Online dating is a terrible minefield, recently proven to be dishearteningly pointless. But maybe you are out there. And perhaps you are currently, maybe even this minute, sorting out your profile picture/essay/opening conversational gambit. You need to be flirty, funny, possibly with a cat. No, not with a cat… are you mad? Let’s try a dog. Must look look fit/outdoorsy/relaxed/sexy. Don’t forget sexy. But not like you are trying. Not really bothered. Maybe a bit bothered but not desperate. But it’s not over once you’ve got a match. Say hello to the torture of Tinder bantz. I can’t believe I wrote bantz. Sorry. So Distractify published attempts at seductive sweet talking that may make you feel better about yourself and your own patter. Hopefully. Of course, they may just make you feel afraid.
I love the fact that you reply within seconds
I love the fact that you reply at all
Holy guacamole, hi there
Listen I’ll be honest with you, in the future with your next match do NOT use holy guacamole.
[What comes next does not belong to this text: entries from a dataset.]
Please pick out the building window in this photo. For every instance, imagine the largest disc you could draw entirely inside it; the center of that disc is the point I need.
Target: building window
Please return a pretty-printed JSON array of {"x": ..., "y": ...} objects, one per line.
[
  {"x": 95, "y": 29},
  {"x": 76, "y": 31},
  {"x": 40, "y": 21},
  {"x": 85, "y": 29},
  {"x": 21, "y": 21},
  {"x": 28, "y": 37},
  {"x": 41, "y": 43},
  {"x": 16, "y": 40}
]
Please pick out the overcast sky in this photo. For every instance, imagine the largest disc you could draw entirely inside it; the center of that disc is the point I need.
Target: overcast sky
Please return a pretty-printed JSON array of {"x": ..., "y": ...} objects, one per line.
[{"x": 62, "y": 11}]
You are a good-looking guy but that killed it, I am allergic to guacamole and you
Nice choice of words. Bravo avocado
Are you short?
Damn, I am a lot tahlur
Wanna hear a pickup line
Are you a hen because you are eggsactly what I’m looking for
Well I’d consider myself more an egg, cause I’m looking to get laid
Hey what you up to?
Not much you? [actually said NM U but what are we, savages?]
Playing with my dick
Gd 2 know
N nothing weird like that, my younger brother’s name is Dick
Yeah, I was just wanking him off
Good luck one and all. Remember it’s all just practice. Until it’s for real. You’ll know.